Randy Lundy recommends three books about nature

Image | Randy Lundy

Caption: Randy Lundy is a poet and short story writer from Saskatchewan. (University of Regina Press)

Randy Lundy is a short story writer, poet and member of the Barren Lands (Cree) First Nation. Lundy's poetry, including 2018's Blackbird Song, reflects on his life, his heritage and his spiritual connection to nature.
Lundy stopped by The Next Chapter(external link) to talk about three books that explore the natural world.

Hunger Mountain by David Hinton

Image | Hunger Mountain by David Hinton

Caption: David Hinton is an American poet and author. (davidhinton.net, Shambhala)

"The subtitle for this book is 'a field guide to mind and landscape.' It's a big topic but a small book. I think it only runs about 140 pages. David Hinton is probably the foremost translator of classical Chinese poetry and philosophy. The book is focused on the relationship between consciousness and the landscape. He spends a lot of time talking about the pictographic nature of Chinese writing as opposed to the alphabetic nature of English writing.
The book is focused on the relationship between consciousness and the landscape. - Randy Lundy
"He suggests that, due to the pictographic nature, those who write in Chinese establish a mindset that's much closer to nature. Nature and spirit and language are all interwoven and all part of one another. They inform each other rather than being separate kinds of things."

Field Notes for the Alpine Tundra by Elena Johnson

Image | Field Notes for the Alpine Tundra by Elena Johnson

Caption: Elena Johnson is a poet, editor and translator based in Vancouver. (Gaspereau Press)

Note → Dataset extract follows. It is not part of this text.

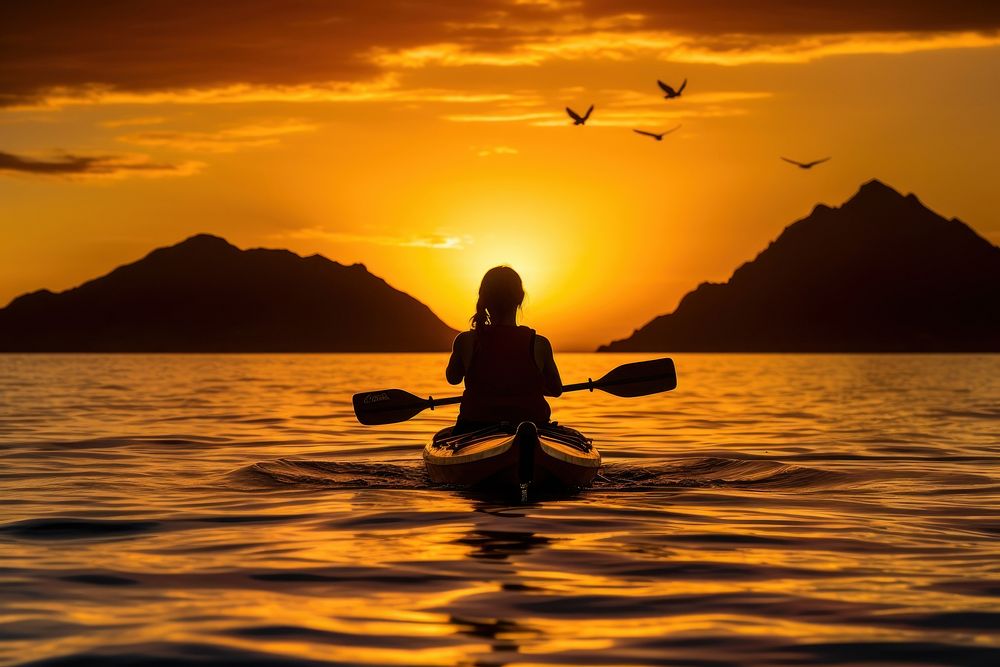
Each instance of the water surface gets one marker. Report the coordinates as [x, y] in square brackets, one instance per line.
[775, 509]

"It's a collection of poetry by Canadian poet Elena Johnson, who lives in Vancouver. She's originally from New Brunswick. The book is called Field Notes for the Alpine Tundra. I just love the title. The poems were written when she was sort of the writer-in-residence during a research trip in Yukon in the Ruby Range Mountains, which are beyond the Arctic Circle in the tundra.
There's a relationship between the form of the book, the form of the individual poems and this barrenness or sparseness of that alpine landscape. - Randy Lundy
"It's a really thin book. It only runs about 27 pages of poetry and the poems are quite small as well. She spent some weeks up there looking and writing about the kinds of things that she saw. There's a relationship between the form of the book, the form of the individual poems and this barrenness or sparseness of that alpine landscape."

Dissolve by Sherwin Bitsui

Image | Dissolve by Sherwin Bitsui

Caption: Poet Sherwin Bitsui is a Diné (Navajo) from the Navajo Reservation in Arizona. (Copper Canyon Press, Blue Flower Arts)

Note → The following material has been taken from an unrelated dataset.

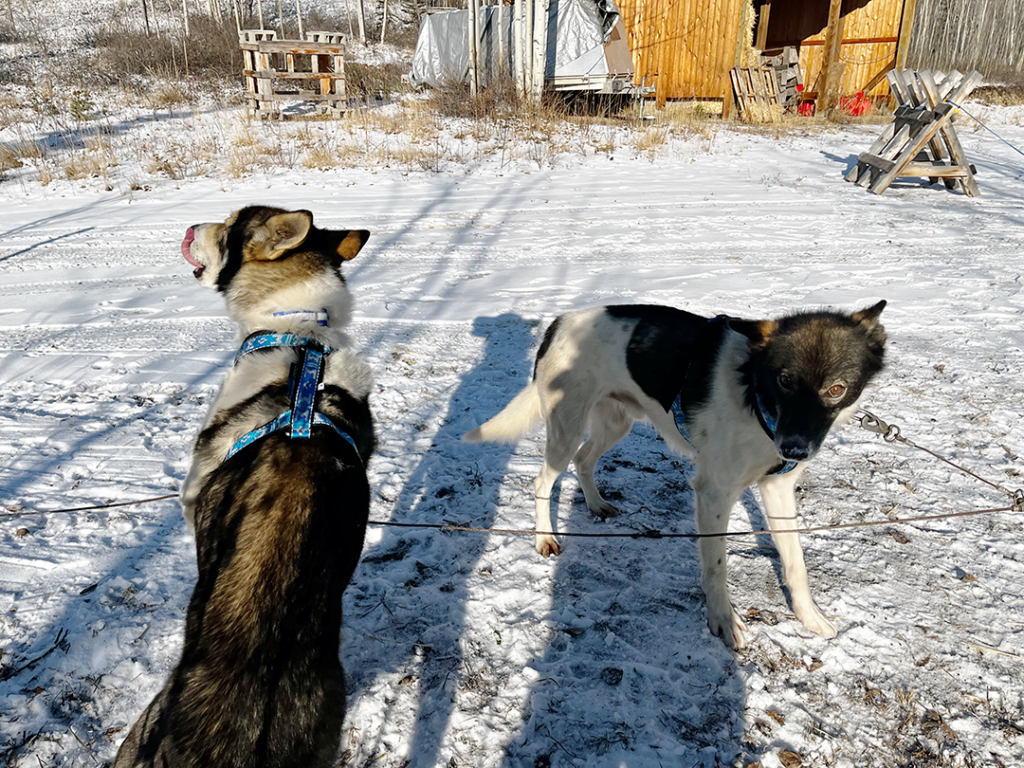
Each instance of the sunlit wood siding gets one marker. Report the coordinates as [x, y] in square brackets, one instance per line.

"This is a challenging read. He often makes reference to the then and the now. He was born in Arizona, he's Navajo and lives in Santa Fe these days. I've read in interviews that he says he does his best thinking when he's in transit between Santa Fe, where he now lives, and his home reservation.
There's a lot of violence, alcohol, pills, syringes, police sirens and so on. But at other times there's that southwestern landscape and culture that he comes from and is attached to. - Randy Lundy
"It's a really distinctive voice. There's a lot of violence, alcohol, pills, syringes, police sirens and so on. But at other times there's that southwestern landscape and culture that he comes from and is attached to. So there's mountains and desert and desert plants and animals and horses. He's got a singular and distinctive voice."
Randy Lundy's comments have been edited for length and clarity.